Controlling

Scrapy Cluster requires coordination between the different crawling machines in order to ensure maximum content throughput while enabling the cluster manager to control how fast their machines hit different websites.

Scrapy Cluster comes with two major strategies for controlling how fast your pool of spiders hit different domains. This is determined by spider type and/or IP Address, but both act upon the different Domain Queues.

Domain Queues

Registered domain names are what are commonly used to reference a general website. Some examples are google.com, wikipedia.org, amazon.com, scrapy.org... you get the idea.

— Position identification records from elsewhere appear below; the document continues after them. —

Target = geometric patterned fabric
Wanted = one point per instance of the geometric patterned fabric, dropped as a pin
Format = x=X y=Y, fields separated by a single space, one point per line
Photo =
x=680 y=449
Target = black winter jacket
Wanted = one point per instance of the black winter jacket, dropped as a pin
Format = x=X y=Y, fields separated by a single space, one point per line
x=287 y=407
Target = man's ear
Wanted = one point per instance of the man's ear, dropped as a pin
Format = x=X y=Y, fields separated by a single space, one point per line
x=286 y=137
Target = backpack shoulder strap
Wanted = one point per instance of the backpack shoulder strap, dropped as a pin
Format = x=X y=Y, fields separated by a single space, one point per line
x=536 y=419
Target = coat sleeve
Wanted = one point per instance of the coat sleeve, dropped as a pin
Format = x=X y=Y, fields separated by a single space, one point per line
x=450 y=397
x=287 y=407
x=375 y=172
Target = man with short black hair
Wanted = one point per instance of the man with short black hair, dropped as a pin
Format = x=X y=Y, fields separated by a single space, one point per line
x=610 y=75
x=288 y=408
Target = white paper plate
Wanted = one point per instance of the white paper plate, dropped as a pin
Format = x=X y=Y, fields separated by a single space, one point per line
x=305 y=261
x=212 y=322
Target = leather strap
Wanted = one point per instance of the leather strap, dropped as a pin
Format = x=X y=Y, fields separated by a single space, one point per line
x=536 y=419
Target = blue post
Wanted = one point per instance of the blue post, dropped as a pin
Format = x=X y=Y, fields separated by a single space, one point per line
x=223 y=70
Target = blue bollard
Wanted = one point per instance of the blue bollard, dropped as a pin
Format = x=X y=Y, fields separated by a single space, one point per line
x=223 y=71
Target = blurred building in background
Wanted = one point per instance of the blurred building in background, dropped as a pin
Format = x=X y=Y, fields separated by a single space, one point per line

Scrapy Cluster allows you to control how fast your cluster hits each of these domains, without interfering with other domains. Each domain is independently coordinated and throttled by the collective Spiders running, allowing both fine tuned and generalized control of how fast your spiders react to new domains and how fast they should crawl them.

General Domain Settings

The following settings will help you control how spiders generally behave when dealing with different domains.

QUEUE_WINDOW - A rolling time window of the number of seconds your cluster should remember domain specific hits

QUEUE_HITS - Controls how many domain hits are allowed within your QUEUE_WINDOW

Putting these two together, this means that you can control X number of QUEUE_HITS in a y QUEUE_WINDOW. So 5 hits every 60 seconds, or 10 hits every 30 seconds. This setting applies cluster-wide, unless overridden via a Domain Specific Configuration.

This is not the same as the Scrapy Auto Throttle! Scrapy’s Auto Throttle works great when running a single Scrapy Spider process, but falls short when coordinating concurrent processes across different machines. Scrapy Cluster’s throttling mechanism allows for spiders to coordinate crawls spread across machines.

Warning

Scrapy Cluster by default comes with a very modest 10 hits per 60 seconds, for any domain it sees. This may seem very slow, but when scaled horizontally across many IP addresses allows you to crawl at a large scale with minimal fear of any individual IP address being blocked.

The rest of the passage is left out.